Summary (Overview)

  • MobileForge is an annotation-free adaptation system for mobile GUI agents that requires no human-written tasks, demonstrations, or reward labels.
  • It introduces MobileGym, a unified substrate that grounds task generation, exploration, rollout execution, and hierarchical evaluation in real target-app interaction.
  • It proposes HiFPO (Hierarchical Feedback-Guided Policy Optimization), which converts trajectory outcomes, step-level process feedback, and corrective hints into hint-contextualized step-level GRPO updates.
  • Key results: Using only automatically generated data, MobileForge adapts Qwen3-VL-8B to 67.2% Pass@3 on AndroidWorld (close to the closed-data GUI-Owl-1.5-8B at 69.0%).
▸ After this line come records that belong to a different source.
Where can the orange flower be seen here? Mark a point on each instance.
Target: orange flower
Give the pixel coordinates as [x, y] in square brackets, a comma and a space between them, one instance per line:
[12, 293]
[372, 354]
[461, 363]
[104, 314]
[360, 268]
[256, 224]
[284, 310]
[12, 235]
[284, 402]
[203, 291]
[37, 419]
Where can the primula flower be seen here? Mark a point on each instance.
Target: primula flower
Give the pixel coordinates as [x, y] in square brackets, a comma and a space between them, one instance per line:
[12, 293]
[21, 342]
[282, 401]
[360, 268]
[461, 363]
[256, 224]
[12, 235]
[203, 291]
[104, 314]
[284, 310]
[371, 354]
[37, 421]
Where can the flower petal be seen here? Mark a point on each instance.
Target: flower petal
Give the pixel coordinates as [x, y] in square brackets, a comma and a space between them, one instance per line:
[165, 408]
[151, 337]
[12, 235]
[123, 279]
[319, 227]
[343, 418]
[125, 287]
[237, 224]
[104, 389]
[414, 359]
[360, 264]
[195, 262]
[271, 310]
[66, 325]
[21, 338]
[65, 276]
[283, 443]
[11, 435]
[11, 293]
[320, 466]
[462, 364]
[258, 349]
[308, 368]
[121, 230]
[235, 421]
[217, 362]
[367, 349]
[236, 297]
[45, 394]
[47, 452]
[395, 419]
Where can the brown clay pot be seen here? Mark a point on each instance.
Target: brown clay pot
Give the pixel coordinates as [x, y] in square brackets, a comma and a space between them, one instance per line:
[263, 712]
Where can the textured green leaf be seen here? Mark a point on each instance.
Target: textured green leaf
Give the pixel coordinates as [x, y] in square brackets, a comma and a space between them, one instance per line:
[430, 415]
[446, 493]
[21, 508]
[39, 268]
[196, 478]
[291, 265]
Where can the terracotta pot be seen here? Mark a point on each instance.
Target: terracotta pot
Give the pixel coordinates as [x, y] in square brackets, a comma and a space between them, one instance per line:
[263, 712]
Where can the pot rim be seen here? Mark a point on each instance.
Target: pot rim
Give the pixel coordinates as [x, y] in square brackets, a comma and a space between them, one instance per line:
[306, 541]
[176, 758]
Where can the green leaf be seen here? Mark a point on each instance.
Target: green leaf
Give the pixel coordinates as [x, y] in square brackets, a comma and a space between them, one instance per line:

The adapted ForgeOwl-8B reaches 77.6% Pass@3 on AndroidWorld and 41.0% on out-of-domain MobileWorld GUI-only, establishing the strongest open-data mobile GUI agent in their evaluation.
  • The system scales with generated tasks, improves both generalist and GUI-specialized agents, and transfers cross-domain without any MobileWorld training data.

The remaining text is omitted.